『LeetCode』1662 检查两个字符串数组是否相等

题目

给你两个字符串数组 word1 和 word2 。如果两个数组表示的字符串相同，返回true；否则，返回 false

数组表示的字符串 是由数组中的所有元素 按顺序 连接形成的字符串。

示例 1：

输入：word1 = ["ab", "c"], word2 = ["a", "bc"]
输出：true
解释：
word1 表示的字符串为 "ab" + "c" -> "abc"
word2 表示的字符串为 "a" + "bc" -> "abc"
两个字符串相同，返回 true

示例 2：

输入：word1 = ["a", "cb"], word2 = ["ab", "c"]
输出：false

示例 3：

输入：word1 = ["abc", "d", "defg"], word2 = ["abcddefg"]
输出：true

提示：

1 <= word1.length, word2.length <= 10^{3}
1 <= word1[i].length, word2[i].length <= 10^{3}
1 <= sum(word1[i].length), sum(word2[i].length) <= 10^{3}
word1[i] 和 word2[i] 由小写字母组成

题解

【检查两个字符串数组是否相等】简单一行模拟

模拟

最简单的方法就是拼接然后模拟，一行代码即可。
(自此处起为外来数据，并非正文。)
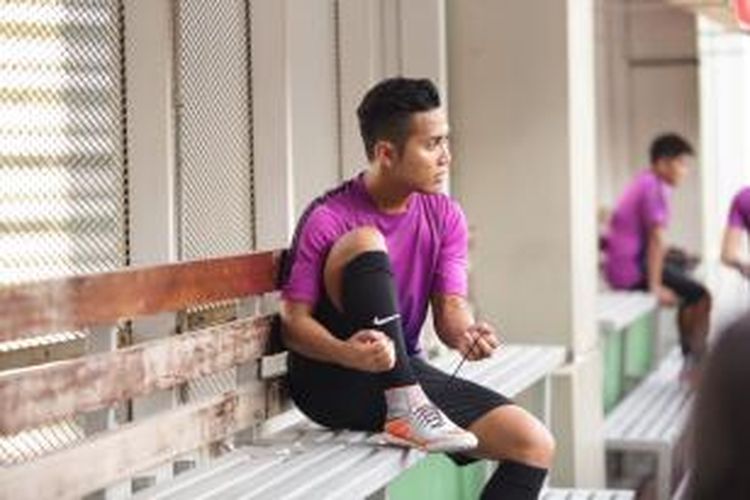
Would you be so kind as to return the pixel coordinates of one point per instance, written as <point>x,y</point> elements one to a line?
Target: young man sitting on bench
<point>367,259</point>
但空间复杂度为 \(O(n)\)

更好一些的方法是用指针滑动判断对比。

# Code language: Python
# 滑动指针（迭代器）
class Solution:
    def arrayStringsAreEqual(self, word1: List[str], word2: List[str]) -> bool:
        return all(a == b for a, b in zip_longest(chain(*word1), chain(*word2)))

# Code language: Python
# 拼接
class Solution:
    def arrayStringsAreEqual(self, word1: List[str], word2: List[str]) -> bool:
        return "".join(word1) == "".join(word2)

// Code language: Java
class Solution {
    public boolean arrayStringsAreEqual(String[] word1, String[] word2) {
        int n1 = word1.length, n2 = word2.length, i = 0, j = 0, p = 0, q = 0;
        while (i < n1 && j < n2) {
            if (word1[i].charAt(p) != word2[j].charAt(q)) return false;
            if (++p >= word1[i].length()) {
                ++i; p = 0;
            }
            if (++q >= word2[j].length()) {
                ++j; q = 0;
            }
        }
        return i == n1 && j == n2 && p == 0 && q == 0;
    }
}

// Code language: C++
class Solution {
public:
    bool arrayStringsAreEqual(vector<string>& word1, vector<string>& word2) {
        int n1 = word1.size(), n2 = word2.size(), i = 0, j = 0, p = 0, q = 0;
        while (i < n1 && j < n2) {
            if (word1[i][p] != word2[j][q]) return false;
            if (++p >= word1[i].size()) ++i, p = 0;
            if (++q >= word2[j].size()) ++j, q = 0;
        }
        return i == n1 && j == n2 && p == 0 && q == 0;
    }
};

/* Code language: JavaScript */
/**
 * @param {string[]} word1
 * @param {string[]} word2
 * @return {boolean}
 */
var arrayStringsAreEqual = function(word1, word2) {
    let n1 = word1.length, n2 = word2.length, i = 0, j = 0, p = 0, q = 0;
    while (i < n1 && j < n2) {
        if (word1[i][p] != word2[j][q]) return false;
        if (++p >= word1[i].length) ++i, p = 0;
        if (++q >= word2[j].length) ++j, q = 0;
    }
    return i == n1 && j == n2 && p == 0 && q == 0;
};

/* Code language: Go */
func arrayStringsAreEqual(word1 []string, word2 []string) bool {
    n1, n2 := len(word1), len(word2)
    i, j, p, q := 0, 0, 0, 0
    for i < n1 && j < n2 {
        if word1[i][p] != word2[j][q] {
            return false
        }
        if p++; p >= len(word1[i]) {
            i++; p = 0;
        }
        if q++; q >= len(word2[j]) {
            j++; q = 0;
        }
    }
    return i == n1 && j == n2 && p == 0 && q == 0
}

时间复杂度: \(O(n)\)
空间复杂度: \(O(1)\)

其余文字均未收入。